By the time my paternal grandfather, and then paternal grandmother, died, I was getting used to this.  Not only the fact that no one would speak of it, beyond the hushed "My condolences," which I would later learn to translate as "I don't want to talk about it!" but also the fact that my parents were the only ones who are allowed to be in attendance at a death.  My parents would then fill us in on the story of that particular death.  A story, which we were later to learn, was largely fictitious.

When my father died, my mother was, briefly, away from the hospital.  My little brother and I were, therefore, allowed to be with my father when he died.  I was actually able to see my father in the moment of his death.  That was a grace that is hard to explain, but, after all of the fictional stories that we have been told about the other deaths, it was a blessing.  (Of course, my mother never forgave me for the fact that I was there, and she wasn't.)

My father's death was not a big surprise.  He had had failed brain surgery, ironically to prevent the occurrence of a major stroke, which left him with effects very similar to an absolutely massive stroke.  He had major problems with communication, and, as far as we could tell, with cognition as well.  With the impairments in communication, it was difficult to assess his level of cognitive skill.  Essentially he was lost to us after the surgery.  When he finally stopped breathing, almost exactly seven years later, it was only closure on an already existing fact.  I had, in fact (and I mean this quite literally), written his eulogy seven years earlier after the surgery.

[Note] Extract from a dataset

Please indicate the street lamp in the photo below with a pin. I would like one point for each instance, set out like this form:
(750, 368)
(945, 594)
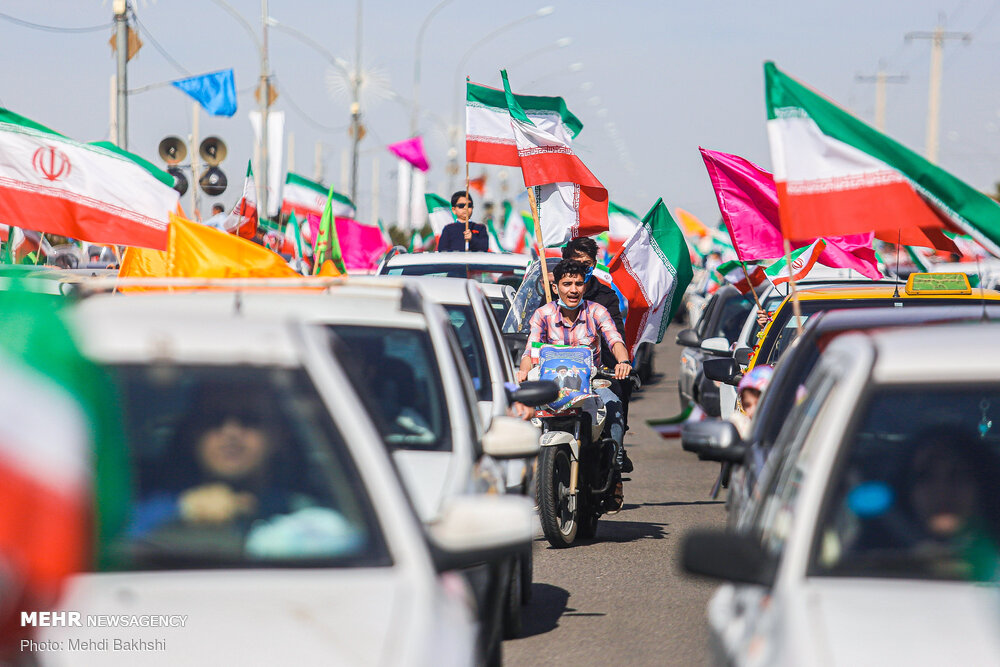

And, I should mention, that a few months before Gloria died, my mother died as well.  She had had a stroke shortly before the CoVID pandemic hit.  It was rather ironic: some months previously mother had had a fall and, because of poor hygiene with an eye procedure, which resulted in the loss of most vision in that eye, mother squinted that eye, rather like a pirate.  Therefore, when she had a fall, the staff at her residence, and at the hospital, assumed that she had had a stroke, and that the facial contortion was due to the stroke, rather than her screwing up her eye.  When she *did* have a major stroke, just before the pandemic hit, it affected the side of her face with the problematic eye.  Therefore, mother no longer had the muscular control to screw that eye shut.  Therefore, the hospital staff didn't actually think that she had had a stroke, because she didn't look like she had had a stroke: she looked normal.

She had had a stroke of course. And she went pretty steadily downhill over the course of the pandemic.